How Silobreaker enhances threat intelligence with AI
With threat intelligence, the variety of sources and formats that require analysis is simply too numerous and complex for human analysts to manually aggregate and manage within the constraints of a standard database system.
Understanding this, Silobreaker utilises artificial intelligence to make sense of vast amounts of unstructured data from countless different sources. By using machine learning for entity recognition, topic classification, data relatedness, clustering and deduplication, language detection, filtering and noise reduction, Silobreaker can provide a more comprehensive and accurate view of the threat landscape.
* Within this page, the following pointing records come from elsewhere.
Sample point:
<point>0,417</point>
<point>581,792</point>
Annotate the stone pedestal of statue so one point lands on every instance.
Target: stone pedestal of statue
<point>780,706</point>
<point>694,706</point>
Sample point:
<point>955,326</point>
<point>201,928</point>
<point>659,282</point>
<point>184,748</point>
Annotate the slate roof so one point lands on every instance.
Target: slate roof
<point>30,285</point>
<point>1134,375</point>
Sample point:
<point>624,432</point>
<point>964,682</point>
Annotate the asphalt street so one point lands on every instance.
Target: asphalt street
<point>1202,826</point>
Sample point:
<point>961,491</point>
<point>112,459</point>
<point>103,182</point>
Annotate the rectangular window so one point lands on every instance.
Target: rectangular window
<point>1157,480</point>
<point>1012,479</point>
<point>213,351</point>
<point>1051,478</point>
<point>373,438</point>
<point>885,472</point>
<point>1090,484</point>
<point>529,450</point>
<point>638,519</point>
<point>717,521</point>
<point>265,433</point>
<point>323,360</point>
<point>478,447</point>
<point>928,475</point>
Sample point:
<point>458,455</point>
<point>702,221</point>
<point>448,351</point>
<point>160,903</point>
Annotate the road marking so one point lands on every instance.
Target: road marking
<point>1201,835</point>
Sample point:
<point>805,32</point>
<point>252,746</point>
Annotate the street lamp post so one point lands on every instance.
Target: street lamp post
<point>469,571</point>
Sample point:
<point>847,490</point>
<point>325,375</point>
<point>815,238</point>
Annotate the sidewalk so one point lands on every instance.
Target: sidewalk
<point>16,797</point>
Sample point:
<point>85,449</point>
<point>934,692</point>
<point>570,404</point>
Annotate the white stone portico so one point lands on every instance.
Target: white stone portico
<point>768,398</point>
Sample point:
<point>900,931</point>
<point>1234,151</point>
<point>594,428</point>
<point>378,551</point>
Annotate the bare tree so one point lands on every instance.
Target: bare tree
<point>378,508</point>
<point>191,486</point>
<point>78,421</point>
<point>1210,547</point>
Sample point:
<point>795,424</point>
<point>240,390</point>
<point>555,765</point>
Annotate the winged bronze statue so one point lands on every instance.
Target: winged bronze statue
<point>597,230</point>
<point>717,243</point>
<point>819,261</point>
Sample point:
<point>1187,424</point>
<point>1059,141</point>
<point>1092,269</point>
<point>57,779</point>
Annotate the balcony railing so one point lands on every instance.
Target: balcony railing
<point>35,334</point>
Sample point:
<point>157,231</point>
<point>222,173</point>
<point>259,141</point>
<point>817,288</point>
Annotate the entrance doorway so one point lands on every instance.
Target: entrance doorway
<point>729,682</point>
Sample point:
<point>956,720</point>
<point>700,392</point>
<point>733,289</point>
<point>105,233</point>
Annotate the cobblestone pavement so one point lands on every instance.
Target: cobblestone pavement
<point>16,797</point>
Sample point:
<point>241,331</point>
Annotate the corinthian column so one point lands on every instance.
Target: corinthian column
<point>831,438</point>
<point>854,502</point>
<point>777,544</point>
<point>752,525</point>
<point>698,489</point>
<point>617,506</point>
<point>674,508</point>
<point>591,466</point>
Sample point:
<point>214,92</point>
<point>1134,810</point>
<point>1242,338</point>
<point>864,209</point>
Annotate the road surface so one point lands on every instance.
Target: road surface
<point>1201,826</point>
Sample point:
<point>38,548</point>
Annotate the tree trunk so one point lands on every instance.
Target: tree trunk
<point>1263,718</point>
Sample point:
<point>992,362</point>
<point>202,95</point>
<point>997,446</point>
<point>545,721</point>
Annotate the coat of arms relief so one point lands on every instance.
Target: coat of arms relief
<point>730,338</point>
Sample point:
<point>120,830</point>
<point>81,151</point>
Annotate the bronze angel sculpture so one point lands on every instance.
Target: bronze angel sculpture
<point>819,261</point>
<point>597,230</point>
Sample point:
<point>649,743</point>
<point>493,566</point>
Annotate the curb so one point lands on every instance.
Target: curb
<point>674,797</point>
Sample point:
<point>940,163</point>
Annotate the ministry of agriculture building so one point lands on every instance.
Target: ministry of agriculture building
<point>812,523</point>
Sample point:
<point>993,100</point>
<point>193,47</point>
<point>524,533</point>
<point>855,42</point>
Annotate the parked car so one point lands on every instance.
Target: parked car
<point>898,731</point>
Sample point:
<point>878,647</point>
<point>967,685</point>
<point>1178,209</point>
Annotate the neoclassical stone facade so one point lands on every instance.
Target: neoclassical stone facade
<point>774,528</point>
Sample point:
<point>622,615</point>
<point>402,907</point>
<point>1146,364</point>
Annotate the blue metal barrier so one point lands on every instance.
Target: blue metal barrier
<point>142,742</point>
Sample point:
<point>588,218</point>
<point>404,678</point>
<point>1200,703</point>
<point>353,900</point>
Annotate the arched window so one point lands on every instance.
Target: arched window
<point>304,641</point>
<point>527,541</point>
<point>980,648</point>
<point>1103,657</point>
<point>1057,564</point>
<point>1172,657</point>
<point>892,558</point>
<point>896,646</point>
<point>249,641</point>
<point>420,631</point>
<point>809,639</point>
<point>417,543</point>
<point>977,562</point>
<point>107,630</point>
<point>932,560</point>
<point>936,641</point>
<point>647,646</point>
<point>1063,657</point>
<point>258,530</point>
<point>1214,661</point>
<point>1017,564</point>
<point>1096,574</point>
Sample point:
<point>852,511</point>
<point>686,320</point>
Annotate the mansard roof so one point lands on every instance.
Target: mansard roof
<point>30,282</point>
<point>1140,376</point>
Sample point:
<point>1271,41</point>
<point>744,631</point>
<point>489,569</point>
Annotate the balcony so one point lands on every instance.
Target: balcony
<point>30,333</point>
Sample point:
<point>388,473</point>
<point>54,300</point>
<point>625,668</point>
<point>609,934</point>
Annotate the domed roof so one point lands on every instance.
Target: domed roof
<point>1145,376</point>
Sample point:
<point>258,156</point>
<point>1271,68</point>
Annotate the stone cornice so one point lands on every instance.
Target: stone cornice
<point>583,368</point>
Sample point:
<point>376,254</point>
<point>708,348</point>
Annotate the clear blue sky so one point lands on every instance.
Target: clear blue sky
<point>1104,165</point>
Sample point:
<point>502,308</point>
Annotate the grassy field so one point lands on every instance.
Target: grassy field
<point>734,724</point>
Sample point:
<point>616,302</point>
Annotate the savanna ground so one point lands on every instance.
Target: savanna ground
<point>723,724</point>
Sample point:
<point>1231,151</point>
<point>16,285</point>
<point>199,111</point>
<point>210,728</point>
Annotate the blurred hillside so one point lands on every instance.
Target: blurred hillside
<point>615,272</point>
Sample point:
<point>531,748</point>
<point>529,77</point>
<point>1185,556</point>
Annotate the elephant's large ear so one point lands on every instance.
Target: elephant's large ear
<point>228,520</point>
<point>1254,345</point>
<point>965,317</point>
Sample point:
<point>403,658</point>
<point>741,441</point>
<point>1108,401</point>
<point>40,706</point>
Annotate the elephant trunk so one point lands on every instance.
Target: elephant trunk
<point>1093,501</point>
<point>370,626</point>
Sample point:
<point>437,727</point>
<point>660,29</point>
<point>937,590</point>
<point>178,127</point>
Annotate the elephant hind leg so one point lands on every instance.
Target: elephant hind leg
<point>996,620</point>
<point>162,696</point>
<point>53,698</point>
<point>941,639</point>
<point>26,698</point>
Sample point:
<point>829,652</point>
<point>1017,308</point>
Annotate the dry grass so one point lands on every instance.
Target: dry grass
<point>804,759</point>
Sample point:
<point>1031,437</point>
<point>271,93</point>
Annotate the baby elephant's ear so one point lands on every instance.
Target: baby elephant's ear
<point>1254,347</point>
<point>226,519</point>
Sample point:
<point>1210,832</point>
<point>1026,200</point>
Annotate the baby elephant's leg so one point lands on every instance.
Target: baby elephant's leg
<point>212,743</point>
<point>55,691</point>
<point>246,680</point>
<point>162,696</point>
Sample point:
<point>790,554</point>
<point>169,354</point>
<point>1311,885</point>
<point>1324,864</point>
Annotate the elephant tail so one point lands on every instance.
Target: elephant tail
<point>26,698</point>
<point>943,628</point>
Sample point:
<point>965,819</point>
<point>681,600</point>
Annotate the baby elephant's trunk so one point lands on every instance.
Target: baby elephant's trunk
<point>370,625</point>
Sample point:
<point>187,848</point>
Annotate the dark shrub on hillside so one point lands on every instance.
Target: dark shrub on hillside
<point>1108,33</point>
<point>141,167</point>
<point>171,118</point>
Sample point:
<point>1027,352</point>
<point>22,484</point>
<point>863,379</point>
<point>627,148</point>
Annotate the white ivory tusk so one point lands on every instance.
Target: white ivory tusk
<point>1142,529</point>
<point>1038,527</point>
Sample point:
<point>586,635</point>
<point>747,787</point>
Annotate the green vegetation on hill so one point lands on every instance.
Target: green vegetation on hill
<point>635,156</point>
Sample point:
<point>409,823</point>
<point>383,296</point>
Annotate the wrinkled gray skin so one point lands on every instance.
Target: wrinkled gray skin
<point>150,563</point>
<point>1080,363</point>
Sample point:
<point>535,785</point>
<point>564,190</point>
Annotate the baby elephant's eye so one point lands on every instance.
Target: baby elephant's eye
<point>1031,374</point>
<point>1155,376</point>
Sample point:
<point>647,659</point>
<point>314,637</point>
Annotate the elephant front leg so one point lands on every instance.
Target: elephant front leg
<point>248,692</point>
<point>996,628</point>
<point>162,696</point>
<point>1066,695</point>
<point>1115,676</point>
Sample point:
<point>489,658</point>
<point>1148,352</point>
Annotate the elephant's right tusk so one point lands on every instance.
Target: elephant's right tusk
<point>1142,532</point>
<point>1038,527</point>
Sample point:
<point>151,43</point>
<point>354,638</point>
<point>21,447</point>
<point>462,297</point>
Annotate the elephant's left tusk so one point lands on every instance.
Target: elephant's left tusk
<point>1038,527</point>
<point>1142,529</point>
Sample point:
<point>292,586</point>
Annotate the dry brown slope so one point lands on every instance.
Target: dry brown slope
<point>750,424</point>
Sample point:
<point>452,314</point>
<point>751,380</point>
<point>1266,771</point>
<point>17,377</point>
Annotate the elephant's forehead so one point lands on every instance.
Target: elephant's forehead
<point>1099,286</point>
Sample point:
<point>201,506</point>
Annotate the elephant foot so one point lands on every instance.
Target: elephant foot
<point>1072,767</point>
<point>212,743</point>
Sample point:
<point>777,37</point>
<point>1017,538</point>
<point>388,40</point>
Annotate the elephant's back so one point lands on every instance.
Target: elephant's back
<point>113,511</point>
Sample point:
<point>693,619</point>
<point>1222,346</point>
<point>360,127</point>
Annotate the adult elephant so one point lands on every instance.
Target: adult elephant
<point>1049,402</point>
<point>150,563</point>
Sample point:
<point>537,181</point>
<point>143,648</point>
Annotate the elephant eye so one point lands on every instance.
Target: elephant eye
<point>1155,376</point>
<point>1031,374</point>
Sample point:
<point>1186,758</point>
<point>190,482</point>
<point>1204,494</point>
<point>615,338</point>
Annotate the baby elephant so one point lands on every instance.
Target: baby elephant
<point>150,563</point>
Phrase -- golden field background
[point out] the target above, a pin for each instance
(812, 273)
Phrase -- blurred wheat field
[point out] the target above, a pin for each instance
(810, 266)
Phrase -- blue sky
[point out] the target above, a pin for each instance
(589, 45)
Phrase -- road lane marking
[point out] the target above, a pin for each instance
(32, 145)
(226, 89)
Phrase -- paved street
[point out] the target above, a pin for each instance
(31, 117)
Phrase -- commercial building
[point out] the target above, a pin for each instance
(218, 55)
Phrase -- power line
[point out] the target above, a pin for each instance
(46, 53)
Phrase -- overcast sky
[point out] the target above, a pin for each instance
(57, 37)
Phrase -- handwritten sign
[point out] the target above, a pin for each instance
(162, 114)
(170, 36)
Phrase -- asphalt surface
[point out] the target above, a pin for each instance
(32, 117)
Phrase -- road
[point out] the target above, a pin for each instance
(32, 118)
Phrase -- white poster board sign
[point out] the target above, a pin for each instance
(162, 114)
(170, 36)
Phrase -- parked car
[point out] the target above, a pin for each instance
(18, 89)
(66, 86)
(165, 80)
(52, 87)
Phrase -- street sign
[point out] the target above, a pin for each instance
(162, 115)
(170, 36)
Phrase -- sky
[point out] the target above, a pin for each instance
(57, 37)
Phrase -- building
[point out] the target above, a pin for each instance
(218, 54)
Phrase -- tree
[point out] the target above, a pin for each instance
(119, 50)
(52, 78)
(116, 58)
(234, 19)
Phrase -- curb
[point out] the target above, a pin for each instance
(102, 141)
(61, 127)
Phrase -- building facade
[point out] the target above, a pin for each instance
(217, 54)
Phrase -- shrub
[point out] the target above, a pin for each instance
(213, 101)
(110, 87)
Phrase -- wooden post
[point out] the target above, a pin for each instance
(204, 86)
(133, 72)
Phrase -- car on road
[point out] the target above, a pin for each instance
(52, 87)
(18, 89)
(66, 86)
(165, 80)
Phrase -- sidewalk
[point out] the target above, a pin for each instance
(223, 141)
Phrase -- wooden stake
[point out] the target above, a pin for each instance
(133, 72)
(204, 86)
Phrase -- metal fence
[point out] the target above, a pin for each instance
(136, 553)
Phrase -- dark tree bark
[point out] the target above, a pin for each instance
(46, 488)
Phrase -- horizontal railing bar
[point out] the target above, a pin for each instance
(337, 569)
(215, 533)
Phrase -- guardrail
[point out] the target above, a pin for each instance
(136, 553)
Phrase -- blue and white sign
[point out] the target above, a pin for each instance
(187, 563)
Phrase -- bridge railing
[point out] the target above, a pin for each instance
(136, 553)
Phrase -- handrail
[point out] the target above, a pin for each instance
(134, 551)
Applying machine learning and algorithms, the Silobreaker Relevance Engine automatically extracts and contextualises all entities including domains, IP addresses and hashes from sources. Using AI, Silobreaker quickly recognises language types; filters and clusters sources; and resolves any ambiguities in the results. The platform’s machine learning capabilities enable it to quickly identify emerging threats, risks, incidents and opportunities.
Silobreaker has also introduced plans for Silobreaker AI, a generative AI tool designed to aid threat intelligence teams in collecting, analysing and reporting on intelligence requirements. Silobreaker AI accelerates the production of high-quality intelligence reports, enabling organisations to assess and mitigate geopolitical, cyber and physical risks efficiently.